One Ugly Loss

Cole Hamels pitched seven solid innings. Should he have pitched the eighth?

Last night's 6-4 loss to the Cubs might have been the worst loss of the season:

1. It was the first game of a four-game series against a team that is terribly difficult to beat at home. The Cubs are 50-19 at Wrigley Field this season, the best home record in baseball. Getting a split at Wrigley would be considered a success this weekend, and the Phillies were six outs away from putting themselves in great position to do that.

2. The Phillies scored four runs in six innings against Cubs righthander Ryan Dempster, which is no small feat considering Dempster has been one of the best pitchers in the National League this season and one of the best pitchers in baseball since the all-star break.

3. Cole Hamels pitched beautifully through seven innings, allowing only a run and five hits in seven innings.

4. It only gets tougher from here. The Phillies have to try to beat Cubs righthander Rich Harden this afternoon. He also has been one of the best pitchers in baseball since the break.

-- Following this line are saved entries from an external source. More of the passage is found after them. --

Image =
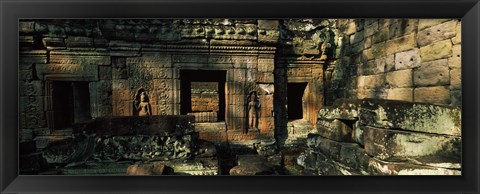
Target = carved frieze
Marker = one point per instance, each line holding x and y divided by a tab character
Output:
150	60
75	69
80	60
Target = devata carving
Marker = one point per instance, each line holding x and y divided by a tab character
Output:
253	110
142	103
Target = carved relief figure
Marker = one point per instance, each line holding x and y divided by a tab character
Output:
253	109
142	103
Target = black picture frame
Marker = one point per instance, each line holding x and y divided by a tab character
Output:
467	10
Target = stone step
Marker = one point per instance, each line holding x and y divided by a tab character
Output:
379	167
411	116
350	154
394	145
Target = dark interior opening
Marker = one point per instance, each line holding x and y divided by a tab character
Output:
189	76
70	103
295	93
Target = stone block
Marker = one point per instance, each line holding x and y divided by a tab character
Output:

Should Hamels have started the eighth? Last night Manuel said Hamels was "absolutely spent." Hamels left the clubhouse without comment, which led most to believe that he wanted to pitch the eighth. After all, he threw 108 pitches. He appeared to be in control.

So why pull him?

Hamels said he was done.

"Once you get to 105, 110 pitches, you're pushing the envelope, especially this late in the season," he said this morning at Wrigley Field. "Obviously, I'm leading the league in innings. My body definitely has taken a toll. If I was maybe around the 98 to 104 mark, I possibily could have gone out. But just after that last inning -- that was a 20-pitch inning, I believe -- it took a toll. I knew with my space coming up in the order, I'm 0 for 2, it's not like I'm really doing anything special. I trust the bullpen 100 percent. That's why we have the best bullpen in the National League with the best ERA. Unfortuantely, sometimes it doesn't happen. You can't put any blame on that. It's just kind of the circumstances."

So, again, physically he felt like he shouldn't have pitched the eighth?

"No," he said. "Physically, no. I don't think it would have benefited, just with that last tough inning in the seventh. I guess your energy the way it is, I know I have to put in quality inning after quality inning. If I know I'm not fresh enough to do that, why put myself in a (position) not to benefit the team and also have to look at it from the standpoint that I have another start in five days?"

Said Dubee: "He said he had enough, so what can you do? I'm not going to send a guy out there that says he's done. He said he was pretty spent. ... He was the third hitter (in the eighth). If there were two outs and nobody on, he would have gone out there. But again, he had seven quality innings and he had enough. He had enough."


In the Phillies Notebook: J.C. Romero said he wanted to pitch in the eighth inning in Wednesday's 6-3 loss to the Mets.


Got confirmation from a Phillies source: the Phillies have acquired Matt Stairs from the Blue Jays for a minor leaguer. That mystery man could be announced after the game, and Stairs could be in town this weekend.